Server regularly stops responding

tomsparrow · January 12, 2021, 9:08am

Infos:

Zammad Version 3.6
Installed from apt repository
Ubuntu server (One is 18.04.5, the other 20.04.1)
Firefox 84 (seen on all browsers)
LDAP & 365 login integration.
emails from 365, but was IMAP until recently with the same behaviour.
no other integration enabled. No incoming API use.

Expected behaviour:

Server works (!)

Actual behaviour:

After some time web service stops responding. Either I get the page loaded, but no content (i.e. plain white page) - I suspect this is caching in the browser getting me that far. A reload normally gives an Nginx error (bad gateway). Occasionally, if the page is already running I get a ‘could not connect’ message but I think this is the same thing - a reload at that point tends to give the nginx gateway error.
Sometimes emails stop being collected (not always - maybe 50/50) - I can see the incoming mailbox growing so know they’re not being collected as they are not left in the mailbox once imported.

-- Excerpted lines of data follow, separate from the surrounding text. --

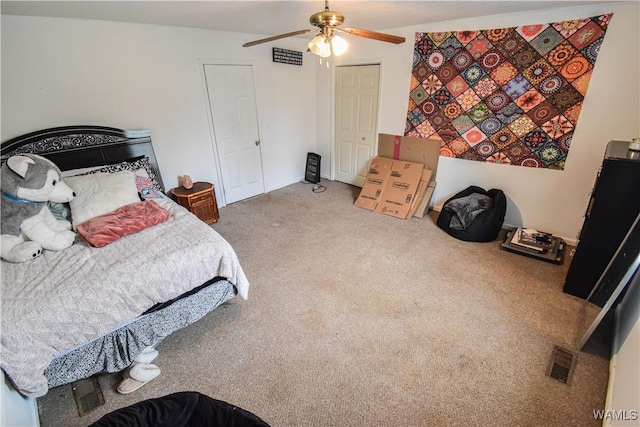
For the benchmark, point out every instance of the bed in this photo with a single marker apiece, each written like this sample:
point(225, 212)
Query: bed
point(70, 314)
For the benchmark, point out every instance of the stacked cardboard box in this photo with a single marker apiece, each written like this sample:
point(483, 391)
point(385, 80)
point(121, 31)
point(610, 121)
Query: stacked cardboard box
point(401, 179)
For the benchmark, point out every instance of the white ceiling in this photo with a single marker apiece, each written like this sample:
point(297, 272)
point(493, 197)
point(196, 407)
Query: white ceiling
point(276, 17)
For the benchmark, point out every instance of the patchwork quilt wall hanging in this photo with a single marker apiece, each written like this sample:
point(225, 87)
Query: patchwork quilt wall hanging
point(506, 95)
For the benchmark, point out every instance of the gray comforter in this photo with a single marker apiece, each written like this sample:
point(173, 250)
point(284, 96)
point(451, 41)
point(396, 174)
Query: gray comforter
point(65, 299)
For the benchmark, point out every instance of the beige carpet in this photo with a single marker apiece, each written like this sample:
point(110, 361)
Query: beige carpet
point(359, 319)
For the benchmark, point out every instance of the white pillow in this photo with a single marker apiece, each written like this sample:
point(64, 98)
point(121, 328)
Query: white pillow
point(101, 193)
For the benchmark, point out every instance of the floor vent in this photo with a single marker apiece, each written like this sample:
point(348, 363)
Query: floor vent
point(87, 394)
point(562, 364)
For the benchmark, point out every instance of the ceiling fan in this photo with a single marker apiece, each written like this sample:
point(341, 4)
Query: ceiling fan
point(327, 42)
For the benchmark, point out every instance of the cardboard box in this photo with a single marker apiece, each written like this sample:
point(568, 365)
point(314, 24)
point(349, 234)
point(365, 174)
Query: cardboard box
point(418, 150)
point(400, 191)
point(376, 180)
point(423, 206)
point(420, 192)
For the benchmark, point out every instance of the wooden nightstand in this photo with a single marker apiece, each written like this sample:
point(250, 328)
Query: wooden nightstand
point(200, 200)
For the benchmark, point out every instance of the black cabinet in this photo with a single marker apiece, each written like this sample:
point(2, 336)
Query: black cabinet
point(612, 209)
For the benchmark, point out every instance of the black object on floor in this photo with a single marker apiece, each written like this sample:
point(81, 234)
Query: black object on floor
point(183, 409)
point(554, 255)
point(562, 364)
point(485, 224)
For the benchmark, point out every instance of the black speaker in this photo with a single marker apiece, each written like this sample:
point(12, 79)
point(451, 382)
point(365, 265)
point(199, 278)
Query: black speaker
point(312, 173)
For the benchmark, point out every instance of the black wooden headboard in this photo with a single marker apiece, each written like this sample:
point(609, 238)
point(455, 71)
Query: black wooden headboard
point(74, 147)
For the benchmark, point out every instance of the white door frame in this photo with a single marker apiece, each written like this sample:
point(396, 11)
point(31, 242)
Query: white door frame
point(222, 201)
point(333, 148)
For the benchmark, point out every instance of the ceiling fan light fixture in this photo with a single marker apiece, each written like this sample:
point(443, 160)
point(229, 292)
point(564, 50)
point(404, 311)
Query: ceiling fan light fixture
point(324, 46)
point(320, 46)
point(338, 45)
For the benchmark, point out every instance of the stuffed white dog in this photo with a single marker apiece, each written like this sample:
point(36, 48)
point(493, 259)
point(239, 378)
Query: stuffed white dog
point(30, 181)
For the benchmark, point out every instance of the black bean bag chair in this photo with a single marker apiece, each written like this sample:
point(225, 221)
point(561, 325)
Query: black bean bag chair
point(474, 215)
point(183, 409)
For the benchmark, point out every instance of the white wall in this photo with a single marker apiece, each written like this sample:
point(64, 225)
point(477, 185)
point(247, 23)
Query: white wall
point(624, 380)
point(550, 200)
point(58, 72)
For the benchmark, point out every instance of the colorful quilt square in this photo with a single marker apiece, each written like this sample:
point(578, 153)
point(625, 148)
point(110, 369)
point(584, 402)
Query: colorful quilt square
point(505, 95)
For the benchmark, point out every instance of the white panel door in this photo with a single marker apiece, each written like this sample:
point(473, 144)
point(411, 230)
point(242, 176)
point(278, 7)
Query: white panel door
point(232, 104)
point(356, 121)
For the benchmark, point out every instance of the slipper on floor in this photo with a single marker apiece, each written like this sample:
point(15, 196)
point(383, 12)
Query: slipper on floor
point(148, 355)
point(138, 375)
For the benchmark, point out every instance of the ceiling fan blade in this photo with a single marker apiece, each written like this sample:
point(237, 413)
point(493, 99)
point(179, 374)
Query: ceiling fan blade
point(280, 36)
point(389, 38)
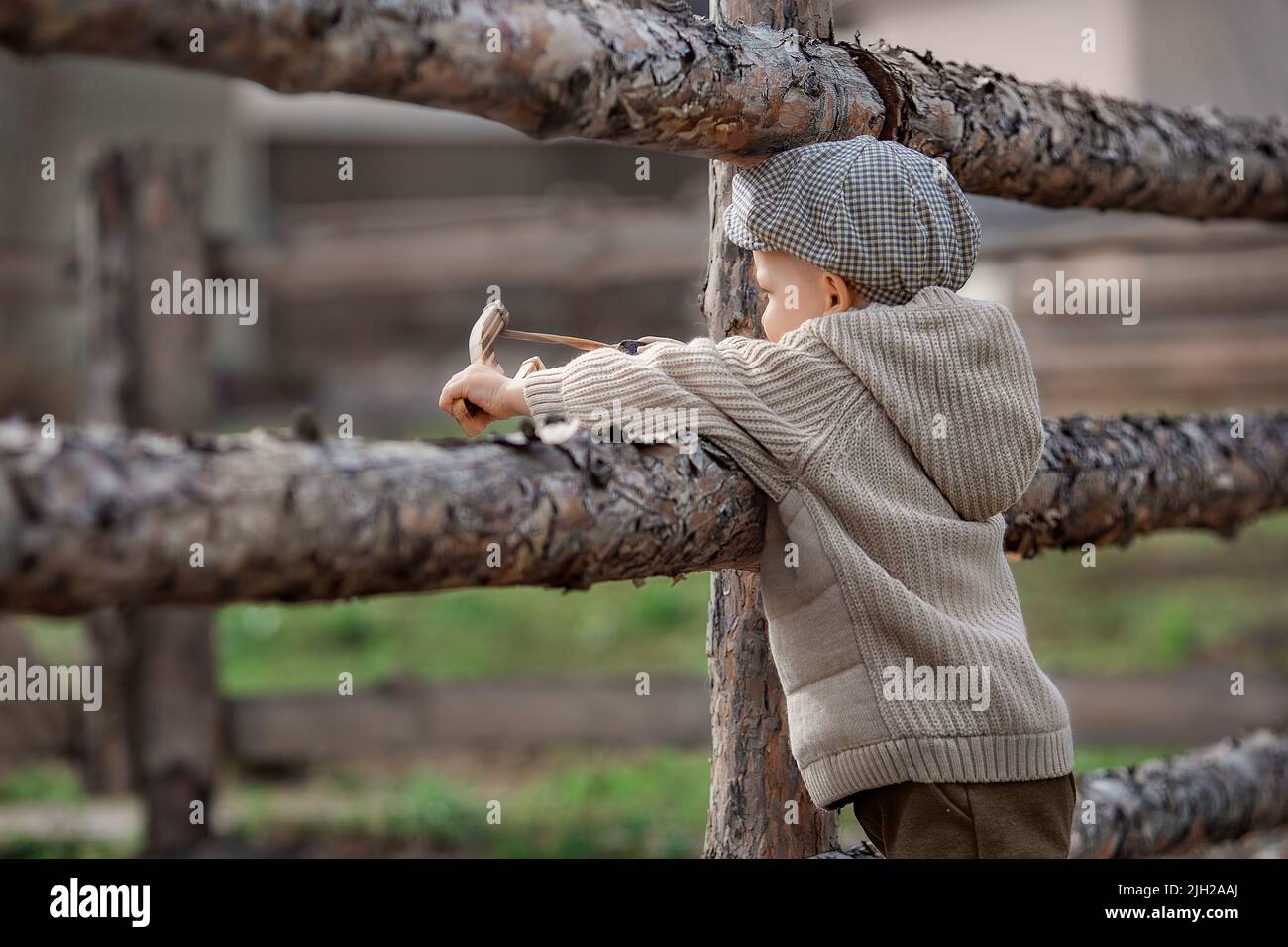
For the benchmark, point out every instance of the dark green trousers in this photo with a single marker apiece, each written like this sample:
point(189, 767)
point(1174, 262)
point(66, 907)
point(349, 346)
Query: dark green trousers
point(1028, 818)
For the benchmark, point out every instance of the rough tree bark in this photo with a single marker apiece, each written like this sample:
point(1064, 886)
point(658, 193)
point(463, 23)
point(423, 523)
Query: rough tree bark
point(669, 81)
point(158, 731)
point(759, 804)
point(1175, 805)
point(104, 517)
point(1172, 805)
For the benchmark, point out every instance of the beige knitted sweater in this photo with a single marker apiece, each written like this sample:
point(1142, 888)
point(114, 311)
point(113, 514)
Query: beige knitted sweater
point(889, 440)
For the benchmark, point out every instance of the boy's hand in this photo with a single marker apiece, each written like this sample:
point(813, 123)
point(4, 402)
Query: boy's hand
point(485, 388)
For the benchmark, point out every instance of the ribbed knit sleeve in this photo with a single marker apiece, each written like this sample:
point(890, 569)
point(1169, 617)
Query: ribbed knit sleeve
point(737, 393)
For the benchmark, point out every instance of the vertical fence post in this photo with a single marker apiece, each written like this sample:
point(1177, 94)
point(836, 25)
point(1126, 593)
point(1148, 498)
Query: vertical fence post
point(141, 219)
point(754, 779)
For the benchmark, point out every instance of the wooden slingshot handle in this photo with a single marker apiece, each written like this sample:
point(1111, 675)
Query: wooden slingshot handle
point(473, 419)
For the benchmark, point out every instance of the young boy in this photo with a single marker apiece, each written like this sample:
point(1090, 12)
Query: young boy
point(890, 421)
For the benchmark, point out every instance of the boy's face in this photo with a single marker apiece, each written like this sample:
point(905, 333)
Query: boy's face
point(798, 290)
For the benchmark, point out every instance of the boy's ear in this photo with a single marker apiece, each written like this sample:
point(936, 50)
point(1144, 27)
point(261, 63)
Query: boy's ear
point(838, 294)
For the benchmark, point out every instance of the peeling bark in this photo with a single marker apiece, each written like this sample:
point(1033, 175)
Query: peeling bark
point(1108, 480)
point(686, 84)
point(565, 68)
point(102, 517)
point(759, 804)
point(1164, 806)
point(1061, 146)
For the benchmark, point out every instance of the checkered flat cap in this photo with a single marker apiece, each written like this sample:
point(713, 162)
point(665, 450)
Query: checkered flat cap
point(888, 218)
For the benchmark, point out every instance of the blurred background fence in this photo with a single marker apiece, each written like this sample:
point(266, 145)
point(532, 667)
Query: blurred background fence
point(368, 287)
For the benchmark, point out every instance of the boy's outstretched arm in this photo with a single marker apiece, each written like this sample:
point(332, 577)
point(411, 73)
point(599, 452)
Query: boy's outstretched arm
point(739, 393)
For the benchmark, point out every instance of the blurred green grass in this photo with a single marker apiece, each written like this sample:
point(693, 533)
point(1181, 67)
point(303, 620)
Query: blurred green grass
point(1166, 602)
point(581, 804)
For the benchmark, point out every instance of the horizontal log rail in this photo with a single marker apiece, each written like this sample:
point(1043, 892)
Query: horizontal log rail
point(1175, 805)
point(670, 81)
point(104, 517)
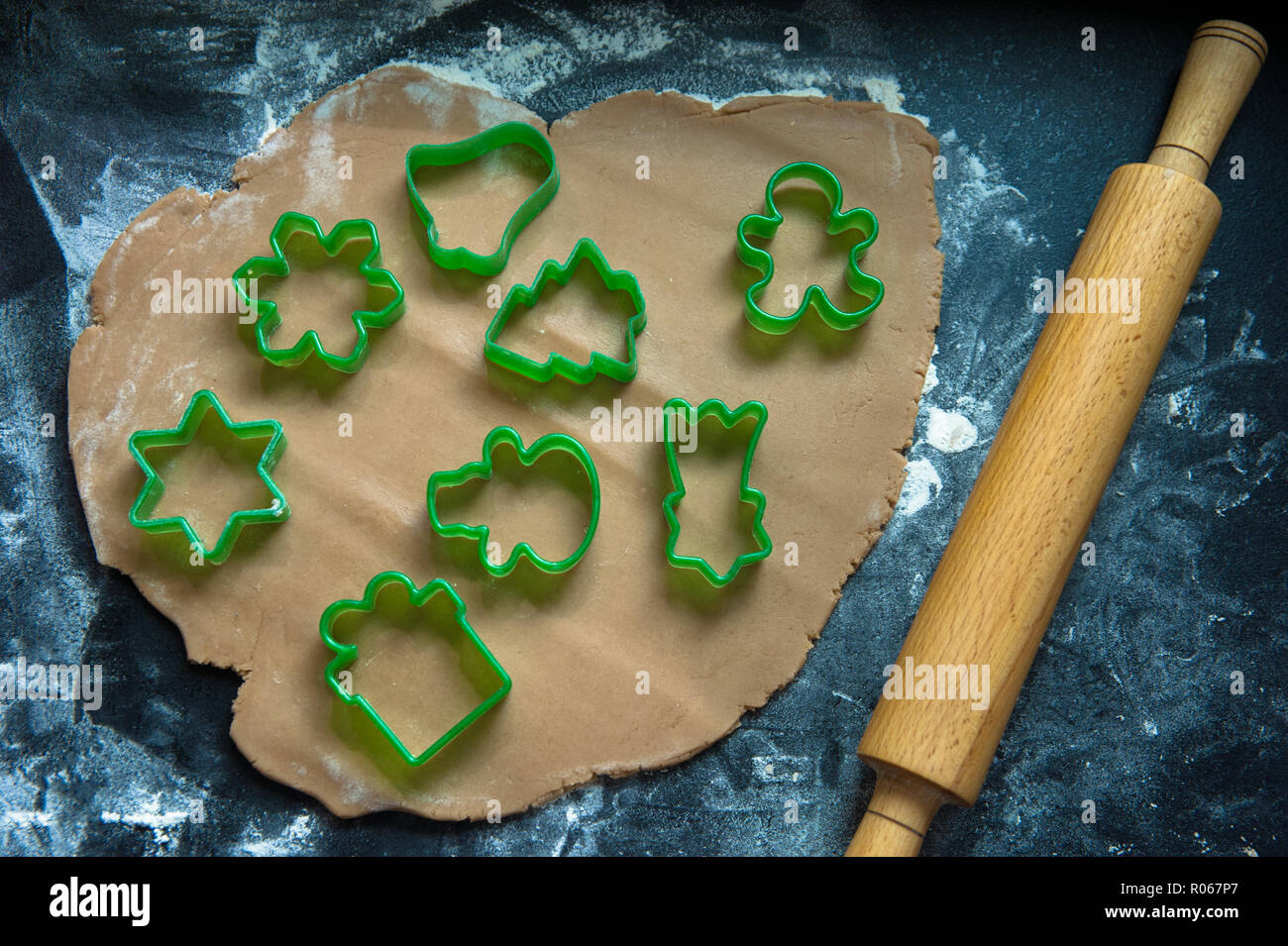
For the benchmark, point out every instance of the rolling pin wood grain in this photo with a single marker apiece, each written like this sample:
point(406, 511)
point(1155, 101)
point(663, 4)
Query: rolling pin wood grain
point(997, 583)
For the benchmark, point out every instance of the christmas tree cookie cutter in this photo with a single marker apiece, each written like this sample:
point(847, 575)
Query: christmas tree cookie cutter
point(468, 150)
point(483, 469)
point(347, 653)
point(143, 441)
point(557, 365)
point(728, 418)
point(267, 317)
point(765, 226)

Steps to reproduce the behaviour:

On my system (mostly just me using it), it’s always broken first thing in my morning. The user system (15 users, 3 or 4 active at the most) just stops at irregular intervals during the day.
it is possible that it’s triggered by closing the browser session. People will come and go more often on the user system - I’m logged on all day and just close it in the evening. I think I noticed it stop once when I restarted the browser during the day, but was fixing something else at the time so wasn’t paying attention.
htop shows no real difference when the system has died - 2.0 - 2.8GB memory used (out of 8GB). CPU use is always low.

Workaround

Restarting the zammad service from the shell clears the problem, but if I add a regular restart into the crontab, it doesn’t seem to help. I’ve also added a restart for elasticsearch to no effect.
I found that restarting postgresql will clear the problem, but sometimes leaves odd effects in the browser. Restarting postgres and zammad in the crontab seems to have helped the user system somewhat, but not entirely removed the problem. It didn’t help my system.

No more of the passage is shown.